Salah satu spanduk berisi permintaan warga yang meminta pemerintah memberantas para mafia tanah.
“Rakyat Menderita, Mafia Tanah Bahagia,” bunyi salah satu spanduk yang dibawa warga Kebon Sayur.
Selain itu, ada juga spanduk yang bertuliskan, “Tangkap dan Adili Mafia Tanah”, “Hentikan Penggusuran dan Perusakan Lingkungan di Wilayah Kebon Sayur”, “Kami Para Petani Tuntut Tuntas Para Mafia Tanah”, “Land Reform Tanah untuk Rakyat”.
Salah satu peserta aksi, Wanti Fatimah (30), mengatakan, warga mulai berdatangan sejak pagi hari.
“Kami dari Kebon Sayur, Kapuk Cengkareng.
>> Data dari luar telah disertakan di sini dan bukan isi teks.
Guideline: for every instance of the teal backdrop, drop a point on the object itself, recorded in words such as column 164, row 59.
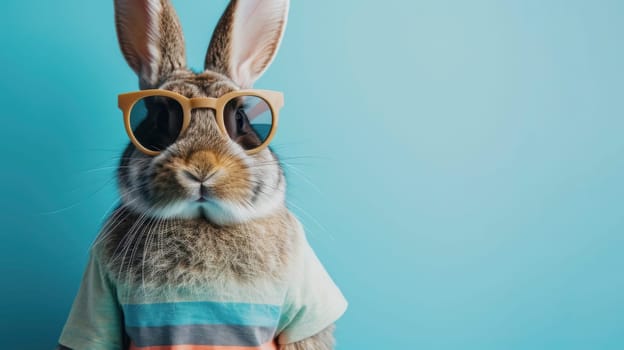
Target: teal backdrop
column 458, row 165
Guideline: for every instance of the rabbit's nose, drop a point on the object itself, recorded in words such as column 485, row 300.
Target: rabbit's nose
column 195, row 177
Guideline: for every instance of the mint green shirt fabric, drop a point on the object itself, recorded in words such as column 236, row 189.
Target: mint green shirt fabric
column 308, row 301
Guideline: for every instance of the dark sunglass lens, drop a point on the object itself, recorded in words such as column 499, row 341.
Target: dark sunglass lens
column 156, row 121
column 248, row 121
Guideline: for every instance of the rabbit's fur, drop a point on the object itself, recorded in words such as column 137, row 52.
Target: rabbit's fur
column 160, row 237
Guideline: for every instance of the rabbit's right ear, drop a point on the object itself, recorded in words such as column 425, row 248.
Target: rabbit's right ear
column 150, row 37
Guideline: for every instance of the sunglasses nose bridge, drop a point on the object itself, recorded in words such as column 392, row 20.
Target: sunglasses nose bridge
column 204, row 102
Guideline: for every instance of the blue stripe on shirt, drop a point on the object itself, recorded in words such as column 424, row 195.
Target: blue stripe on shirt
column 200, row 313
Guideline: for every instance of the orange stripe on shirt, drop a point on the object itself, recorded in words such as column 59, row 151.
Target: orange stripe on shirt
column 267, row 346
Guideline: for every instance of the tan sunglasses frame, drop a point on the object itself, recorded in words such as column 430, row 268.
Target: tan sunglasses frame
column 274, row 99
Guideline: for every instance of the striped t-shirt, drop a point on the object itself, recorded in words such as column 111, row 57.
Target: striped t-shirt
column 109, row 316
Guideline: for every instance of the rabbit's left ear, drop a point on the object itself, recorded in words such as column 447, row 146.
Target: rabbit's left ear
column 246, row 39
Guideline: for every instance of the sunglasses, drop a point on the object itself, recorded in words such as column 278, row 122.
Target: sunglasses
column 155, row 119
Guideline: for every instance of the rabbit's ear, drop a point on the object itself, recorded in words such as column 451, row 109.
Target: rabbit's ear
column 246, row 39
column 150, row 38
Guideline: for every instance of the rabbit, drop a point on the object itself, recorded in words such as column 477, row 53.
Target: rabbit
column 202, row 252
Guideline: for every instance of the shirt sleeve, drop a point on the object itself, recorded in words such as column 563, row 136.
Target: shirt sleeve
column 95, row 319
column 313, row 301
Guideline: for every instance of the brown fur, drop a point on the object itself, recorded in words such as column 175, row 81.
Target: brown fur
column 141, row 246
column 194, row 253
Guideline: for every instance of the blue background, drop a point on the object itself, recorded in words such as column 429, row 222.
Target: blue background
column 458, row 165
Datang ke sini jam tujuh pagi, dan sekitar jam sebelas tadi sudah berkumpul kurang lebih lima ratus orang,” ujar Wanti saat ditemui di lokasi aksi.
Warga yang hadir berasal dari tiga rukun tetangga (RT) dan dua rukun warga (RW) di wilayah Kebon Sayur. Aksi ini merupakan bentuk perlawanan atas rencana penggusuran yang dinilai merugikan warga.
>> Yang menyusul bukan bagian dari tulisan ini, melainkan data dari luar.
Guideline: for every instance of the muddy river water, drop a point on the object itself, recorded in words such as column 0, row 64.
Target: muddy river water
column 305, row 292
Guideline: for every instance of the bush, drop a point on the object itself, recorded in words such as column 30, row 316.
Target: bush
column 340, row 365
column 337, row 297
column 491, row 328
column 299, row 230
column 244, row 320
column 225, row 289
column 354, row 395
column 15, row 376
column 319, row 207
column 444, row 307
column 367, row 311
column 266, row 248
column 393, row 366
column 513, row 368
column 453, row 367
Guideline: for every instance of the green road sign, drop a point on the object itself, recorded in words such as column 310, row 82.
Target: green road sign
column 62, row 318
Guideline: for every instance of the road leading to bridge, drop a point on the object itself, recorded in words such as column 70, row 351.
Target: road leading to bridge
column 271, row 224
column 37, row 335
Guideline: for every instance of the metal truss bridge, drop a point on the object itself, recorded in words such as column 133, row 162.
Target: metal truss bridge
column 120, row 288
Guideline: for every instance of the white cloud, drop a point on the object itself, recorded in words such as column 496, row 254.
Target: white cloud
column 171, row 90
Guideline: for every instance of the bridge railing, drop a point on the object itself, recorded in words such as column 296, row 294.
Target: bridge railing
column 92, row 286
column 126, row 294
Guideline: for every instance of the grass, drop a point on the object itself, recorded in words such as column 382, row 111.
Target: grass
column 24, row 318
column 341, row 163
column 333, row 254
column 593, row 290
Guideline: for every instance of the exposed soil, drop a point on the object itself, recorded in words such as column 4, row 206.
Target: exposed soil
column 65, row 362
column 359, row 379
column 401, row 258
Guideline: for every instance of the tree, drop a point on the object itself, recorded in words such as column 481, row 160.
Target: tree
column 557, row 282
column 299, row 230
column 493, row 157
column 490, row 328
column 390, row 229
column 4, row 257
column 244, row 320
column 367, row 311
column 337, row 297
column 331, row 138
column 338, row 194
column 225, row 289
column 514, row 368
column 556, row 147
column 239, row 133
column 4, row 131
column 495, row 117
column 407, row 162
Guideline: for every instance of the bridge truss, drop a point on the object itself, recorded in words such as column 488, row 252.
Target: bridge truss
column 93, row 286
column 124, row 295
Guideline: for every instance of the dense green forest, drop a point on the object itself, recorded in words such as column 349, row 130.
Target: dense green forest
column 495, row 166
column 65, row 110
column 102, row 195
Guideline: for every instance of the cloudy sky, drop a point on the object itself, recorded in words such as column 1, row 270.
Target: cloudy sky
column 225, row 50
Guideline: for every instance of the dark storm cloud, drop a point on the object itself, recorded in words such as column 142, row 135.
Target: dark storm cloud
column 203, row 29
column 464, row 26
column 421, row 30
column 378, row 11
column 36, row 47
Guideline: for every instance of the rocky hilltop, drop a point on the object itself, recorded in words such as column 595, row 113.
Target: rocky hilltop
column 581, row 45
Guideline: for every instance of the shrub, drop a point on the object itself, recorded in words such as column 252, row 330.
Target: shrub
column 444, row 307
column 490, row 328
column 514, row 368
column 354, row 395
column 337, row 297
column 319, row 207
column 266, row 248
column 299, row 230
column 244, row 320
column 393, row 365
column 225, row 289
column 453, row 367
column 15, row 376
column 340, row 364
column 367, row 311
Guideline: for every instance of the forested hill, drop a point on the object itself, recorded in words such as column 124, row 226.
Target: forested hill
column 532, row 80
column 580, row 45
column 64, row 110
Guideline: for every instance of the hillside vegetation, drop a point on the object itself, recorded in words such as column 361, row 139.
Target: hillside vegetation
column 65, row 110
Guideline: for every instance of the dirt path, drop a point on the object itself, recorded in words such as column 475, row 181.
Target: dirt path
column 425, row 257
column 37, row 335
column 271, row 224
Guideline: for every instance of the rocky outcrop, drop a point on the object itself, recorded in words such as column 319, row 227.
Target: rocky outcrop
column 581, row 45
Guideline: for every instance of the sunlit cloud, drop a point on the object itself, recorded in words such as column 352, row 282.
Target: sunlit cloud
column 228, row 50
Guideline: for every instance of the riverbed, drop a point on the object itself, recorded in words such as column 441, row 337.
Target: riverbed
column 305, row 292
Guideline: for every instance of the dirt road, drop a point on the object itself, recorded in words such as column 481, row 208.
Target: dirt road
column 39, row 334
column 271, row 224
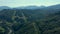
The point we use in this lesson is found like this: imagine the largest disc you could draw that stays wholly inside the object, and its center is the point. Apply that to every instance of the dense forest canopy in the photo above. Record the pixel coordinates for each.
(28, 21)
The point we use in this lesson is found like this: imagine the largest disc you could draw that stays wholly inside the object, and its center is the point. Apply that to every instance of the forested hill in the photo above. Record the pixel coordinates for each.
(27, 21)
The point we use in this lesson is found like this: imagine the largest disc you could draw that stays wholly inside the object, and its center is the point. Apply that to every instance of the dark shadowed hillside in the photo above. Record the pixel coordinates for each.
(27, 21)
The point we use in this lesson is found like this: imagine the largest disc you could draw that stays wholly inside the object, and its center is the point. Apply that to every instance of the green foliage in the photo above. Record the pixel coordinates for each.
(28, 22)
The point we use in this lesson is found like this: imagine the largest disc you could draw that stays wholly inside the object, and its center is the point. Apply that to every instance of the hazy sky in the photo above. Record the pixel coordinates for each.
(16, 3)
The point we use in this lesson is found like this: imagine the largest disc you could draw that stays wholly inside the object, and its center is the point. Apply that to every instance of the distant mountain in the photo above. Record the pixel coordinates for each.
(4, 7)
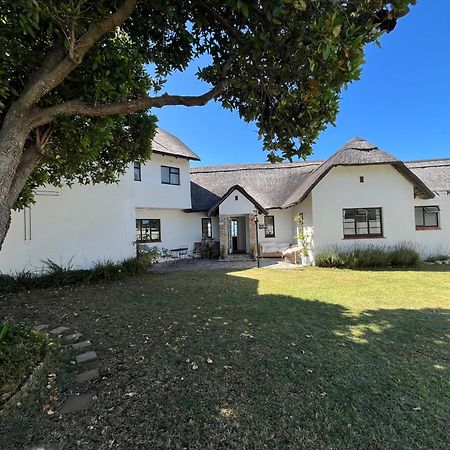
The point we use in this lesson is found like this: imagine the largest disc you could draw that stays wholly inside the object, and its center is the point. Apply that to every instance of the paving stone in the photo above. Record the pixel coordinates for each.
(53, 446)
(89, 375)
(76, 403)
(59, 330)
(82, 344)
(86, 357)
(73, 337)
“Kami membawa tuntutan agar penggusuran dihentikan. Kami juga minta kepada Gubernur untuk turun tangan menghentikan perusakan lingkungan di wilayah kami,” kata dia.
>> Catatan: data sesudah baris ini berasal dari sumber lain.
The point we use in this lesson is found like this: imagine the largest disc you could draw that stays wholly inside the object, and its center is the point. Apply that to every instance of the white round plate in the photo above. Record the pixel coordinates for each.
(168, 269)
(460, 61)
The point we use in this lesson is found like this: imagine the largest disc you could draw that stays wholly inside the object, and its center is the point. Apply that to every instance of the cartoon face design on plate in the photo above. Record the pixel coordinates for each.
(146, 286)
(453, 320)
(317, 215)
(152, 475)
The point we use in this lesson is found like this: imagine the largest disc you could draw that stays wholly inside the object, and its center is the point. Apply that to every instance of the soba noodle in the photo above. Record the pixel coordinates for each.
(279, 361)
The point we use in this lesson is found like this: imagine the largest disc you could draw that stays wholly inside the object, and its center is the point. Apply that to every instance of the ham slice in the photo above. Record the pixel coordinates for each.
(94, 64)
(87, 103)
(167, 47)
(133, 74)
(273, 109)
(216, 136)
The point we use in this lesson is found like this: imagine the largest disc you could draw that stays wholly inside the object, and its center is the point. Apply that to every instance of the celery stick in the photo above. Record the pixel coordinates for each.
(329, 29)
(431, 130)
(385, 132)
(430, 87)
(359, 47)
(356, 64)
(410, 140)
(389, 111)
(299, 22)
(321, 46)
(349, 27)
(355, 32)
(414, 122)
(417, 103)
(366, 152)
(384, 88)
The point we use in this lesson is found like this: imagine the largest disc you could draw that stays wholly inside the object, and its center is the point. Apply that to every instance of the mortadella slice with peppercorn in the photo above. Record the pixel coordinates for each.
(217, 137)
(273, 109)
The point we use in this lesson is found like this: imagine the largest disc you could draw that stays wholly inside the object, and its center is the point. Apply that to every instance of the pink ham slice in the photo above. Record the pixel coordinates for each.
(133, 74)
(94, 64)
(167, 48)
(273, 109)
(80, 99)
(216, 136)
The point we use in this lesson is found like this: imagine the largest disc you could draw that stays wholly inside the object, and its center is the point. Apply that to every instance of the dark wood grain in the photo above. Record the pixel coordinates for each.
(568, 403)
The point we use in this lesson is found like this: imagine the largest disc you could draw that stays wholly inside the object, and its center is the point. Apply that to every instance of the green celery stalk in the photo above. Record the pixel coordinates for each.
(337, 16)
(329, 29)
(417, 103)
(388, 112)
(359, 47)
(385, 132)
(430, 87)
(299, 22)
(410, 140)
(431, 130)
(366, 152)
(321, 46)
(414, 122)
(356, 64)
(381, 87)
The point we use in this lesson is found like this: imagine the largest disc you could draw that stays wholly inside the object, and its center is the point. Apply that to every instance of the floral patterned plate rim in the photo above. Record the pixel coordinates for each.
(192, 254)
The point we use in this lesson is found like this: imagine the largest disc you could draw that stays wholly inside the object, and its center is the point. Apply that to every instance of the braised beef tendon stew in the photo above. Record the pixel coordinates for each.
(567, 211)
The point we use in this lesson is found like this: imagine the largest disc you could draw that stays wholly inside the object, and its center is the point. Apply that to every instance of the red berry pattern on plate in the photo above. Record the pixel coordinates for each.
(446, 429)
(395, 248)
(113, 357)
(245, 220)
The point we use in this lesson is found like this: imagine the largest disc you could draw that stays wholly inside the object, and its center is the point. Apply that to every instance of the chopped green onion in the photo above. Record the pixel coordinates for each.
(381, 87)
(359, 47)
Aksi hari ini merupakan rangkaian protes yang telah dilakukan warga sebelumnya. Warga sebelumnya telah lebih dulu menyampaikan aspirasi ke kantor kelurahan dan wali kota Jakarta Barat.
“Ini sudah aksi yang ketiga kali. Pertama ke kantor lurah, lalu ke wali kota. Sekarang kami ke Balai Kota. Kalau tidak ada tanggapan dari Gubernur, kemungkinan besar akan ada aksi lanjutan,” ujar dia.
Hingga pukul 14.05 WIB, massa masih bertahan di depan Balai Kota dengan pengawalan dari aparat keamanan. Aksi direncanakan akan berlangsung hingga sekitar pukul 14.30 WIB.
Sebelumnya, Ketua Aliansi Perjuangan Warga Kebon Sayur Kapuk, M Andreas, mengatakan, sejak awal Maret 2025, warga terusik oleh keberadaan alat berat dan truk pengangkut tanah yang masuk ke wilayah mereka tanpa izin resmi.
“Aktivitas itu dijaga oleh sekelompok orang yang diduga preman bayaran, dan telah menggusur rumah serta lapak usaha milik warga,” ujar Andreas, Senin.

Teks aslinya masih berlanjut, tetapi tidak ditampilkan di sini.